To engage in derivative trading is to venture into pirate-infested seas, an environment in which hedge fund trading has swelled to the point of creating “new kinds of risk and play[ing] a major role in the meltdown of the world’s financial system.” Moreover, because of the foolish 1999 repeal of the Glass-Steagall Act--the Depression-era legislation of 1933 that separated commercial banking from investment banking--our largest banks may still take our deposits, continue to rely upon government protection of losses through the F.D.I.C., yet now freely gamble it all by steering into these risky, pirate-infested seas. From the point of view of the American public, this is like chartering a relaxing cruise, only to have the ship’s captain steer a course through the Gulf of Aden and the Straits of Malacca.

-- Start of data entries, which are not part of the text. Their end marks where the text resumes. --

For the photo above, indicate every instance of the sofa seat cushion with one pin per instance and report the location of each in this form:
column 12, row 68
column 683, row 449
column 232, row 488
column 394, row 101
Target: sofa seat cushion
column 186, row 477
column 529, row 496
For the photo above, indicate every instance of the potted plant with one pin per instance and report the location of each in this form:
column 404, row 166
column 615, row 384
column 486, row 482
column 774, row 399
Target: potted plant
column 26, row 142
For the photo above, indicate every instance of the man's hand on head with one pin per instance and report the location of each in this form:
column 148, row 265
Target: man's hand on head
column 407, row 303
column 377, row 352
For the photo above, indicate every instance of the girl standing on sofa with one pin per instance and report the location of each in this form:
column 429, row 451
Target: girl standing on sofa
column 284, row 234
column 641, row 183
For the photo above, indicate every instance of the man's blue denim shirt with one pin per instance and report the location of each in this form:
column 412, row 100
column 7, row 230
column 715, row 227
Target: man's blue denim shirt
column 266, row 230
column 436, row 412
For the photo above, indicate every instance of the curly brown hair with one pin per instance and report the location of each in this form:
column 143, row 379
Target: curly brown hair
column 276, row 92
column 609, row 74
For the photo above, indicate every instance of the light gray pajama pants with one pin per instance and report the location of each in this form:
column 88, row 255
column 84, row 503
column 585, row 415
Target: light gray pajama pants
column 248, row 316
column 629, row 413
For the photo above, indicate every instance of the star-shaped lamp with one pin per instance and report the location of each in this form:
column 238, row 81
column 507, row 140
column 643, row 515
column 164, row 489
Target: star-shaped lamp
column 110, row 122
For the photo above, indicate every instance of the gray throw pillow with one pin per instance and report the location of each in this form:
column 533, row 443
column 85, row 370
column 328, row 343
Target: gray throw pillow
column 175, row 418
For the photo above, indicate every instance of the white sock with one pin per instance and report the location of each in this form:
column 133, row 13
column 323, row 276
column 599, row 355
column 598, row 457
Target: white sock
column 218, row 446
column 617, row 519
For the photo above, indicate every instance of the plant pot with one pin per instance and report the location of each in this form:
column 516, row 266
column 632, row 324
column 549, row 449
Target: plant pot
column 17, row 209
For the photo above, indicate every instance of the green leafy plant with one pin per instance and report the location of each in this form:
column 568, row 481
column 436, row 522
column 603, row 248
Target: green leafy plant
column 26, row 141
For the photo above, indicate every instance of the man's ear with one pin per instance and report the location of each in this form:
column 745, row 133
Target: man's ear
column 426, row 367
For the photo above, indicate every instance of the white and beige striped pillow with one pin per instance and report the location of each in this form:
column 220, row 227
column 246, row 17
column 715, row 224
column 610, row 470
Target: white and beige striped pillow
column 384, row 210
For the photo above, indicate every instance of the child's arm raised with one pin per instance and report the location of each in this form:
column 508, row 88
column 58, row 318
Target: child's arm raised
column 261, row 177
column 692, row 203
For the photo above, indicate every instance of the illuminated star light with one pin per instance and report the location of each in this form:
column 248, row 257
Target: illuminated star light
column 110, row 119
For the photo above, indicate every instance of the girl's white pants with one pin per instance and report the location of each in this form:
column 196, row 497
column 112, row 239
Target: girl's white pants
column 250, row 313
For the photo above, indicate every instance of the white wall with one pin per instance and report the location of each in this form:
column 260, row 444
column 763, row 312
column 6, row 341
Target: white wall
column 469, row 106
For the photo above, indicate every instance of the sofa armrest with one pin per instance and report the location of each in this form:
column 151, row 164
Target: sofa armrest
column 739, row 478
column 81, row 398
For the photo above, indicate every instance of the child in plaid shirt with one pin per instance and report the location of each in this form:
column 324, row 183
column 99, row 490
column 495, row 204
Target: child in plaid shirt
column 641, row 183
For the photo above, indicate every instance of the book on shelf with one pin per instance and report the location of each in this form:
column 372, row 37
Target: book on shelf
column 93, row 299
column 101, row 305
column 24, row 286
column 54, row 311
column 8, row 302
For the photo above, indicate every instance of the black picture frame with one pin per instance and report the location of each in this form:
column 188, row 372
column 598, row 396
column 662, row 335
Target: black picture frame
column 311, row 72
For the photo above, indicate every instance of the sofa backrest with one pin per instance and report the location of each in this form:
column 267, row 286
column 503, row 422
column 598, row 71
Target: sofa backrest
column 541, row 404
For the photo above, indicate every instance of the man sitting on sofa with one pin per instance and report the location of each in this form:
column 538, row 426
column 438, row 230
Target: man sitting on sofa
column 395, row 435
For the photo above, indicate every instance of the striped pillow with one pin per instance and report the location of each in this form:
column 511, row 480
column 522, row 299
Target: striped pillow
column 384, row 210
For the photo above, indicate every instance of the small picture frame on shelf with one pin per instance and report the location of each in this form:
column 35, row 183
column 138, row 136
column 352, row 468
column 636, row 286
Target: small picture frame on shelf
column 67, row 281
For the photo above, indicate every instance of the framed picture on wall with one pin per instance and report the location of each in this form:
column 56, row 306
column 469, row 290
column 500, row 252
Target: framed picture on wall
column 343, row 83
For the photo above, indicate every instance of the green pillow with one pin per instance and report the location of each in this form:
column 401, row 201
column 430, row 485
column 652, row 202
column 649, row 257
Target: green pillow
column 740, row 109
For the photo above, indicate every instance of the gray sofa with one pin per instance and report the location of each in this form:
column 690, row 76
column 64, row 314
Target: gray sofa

|Pirate skiffs alongside a merchant ship|
|Achilles Macris, JPMorgan Chase, London office|
|Boaz Weinstein, Saba Capital Management|
In Azam Ahmed’s article about Weinstein, “The Hunch, the Pounce, and the Kill,” I direct you in particular to paragraphs 18-23, in which he describes a conference at JPMorgan’s New York offices in February. It was here that Weinstein essentially set the bait that hooked and landed “the London Whale.” OK, please forgive this shift of metaphors from piracy to fishing, but I hope we can agree that these two activities share a lot more besides their aqueous environment.
|Beached Whale (no picture available of Bruno Iksil)|
|An example of the salty observation of our ex-Vice-President|
|21st century pirates|
Previously, when a big ship (read JPMorgan) needed to sail through dangerous waters, it could fall back on the protection of naval fleets (read government regulations). Unfortunately, decades of greedy manipulation had reduced the effectiveness of such protection. In this case, besides the repeal of Glass-Steagall, American banks had successfully lobbied for deregulation ever since 1980: the Depository Institutions Deregulation and Monetary Control Act of 1980; the Garn-St. Germain Depository Institutions Act of 1982; the rabid and counterintuitive deregulatory movement cultivated by Alan Greenspan’s Ayn-Rand-inspired, free-market philosophy; the appointment of Wendy Gramm as chairperson of the U. S. Commodities Futures Trading Commission, which led to the exemption of swaps and derivatives from all regulation (not to mention her subsequent seat on the Enron regulation board); and, after Glass-Steagall fiasco of 1999, the SEC ruling that investment banks could determine their own net capital.
Emboldened by these acts, our big banks felt that they ruled the seas and were invulnerable. No one could impede their progress, and they could take all the risks they wanted with impunity. In fact, even as they greedily pressed for still more deregulation, by this past year our four biggest banks (JPMorgan Chase, Citigroup, Bank of America, Goldman Sachs) “held roughly 95 percent of the industry’s total exposure to derivatives.” This is not where banks should be.
|Jamie Dimon, chairman, president, CEO of JPMorgan Chase|
The best we can hope for is for Barack Obama to be re-elected and for Democratic gains in both the House and the Senate. Obama at least understands how the repeal of Glass-Steagall encouraged “a winner take all, anything goes environment that helped foster devastating dislocations in our economy,” as he told an audience at Cooper Union in March of 2008.
Mitt Romney, on the other hand, seems clueless as to any historical connections between what happened in the last few months at JPMorgan Chase and our deregulation. His only comment so far was that “this was a loss to shareholders and owners of JPMorgan and that’s the way America works. Some people experienced a loss in this case because of a bad decision. By the way, there was someone who made a gain.” Is this man for real? What insanity!
As Romney sees things, just as long as someone makes money, everything is all right. God help us. If Romney becomes our next President, he will continue to push for more deregulations of the banks, and that will create the conditions for another financial crisis. Our pirates have clearly shown that our big banks have no idea how to safely navigate the economic oceans of our world. And with continuing blunders, such as this most recent one by JPMorgan Chase, our big banks have done nothing to earn that blind faith that a Mitt Romney or most of the Republican establishment still put in them.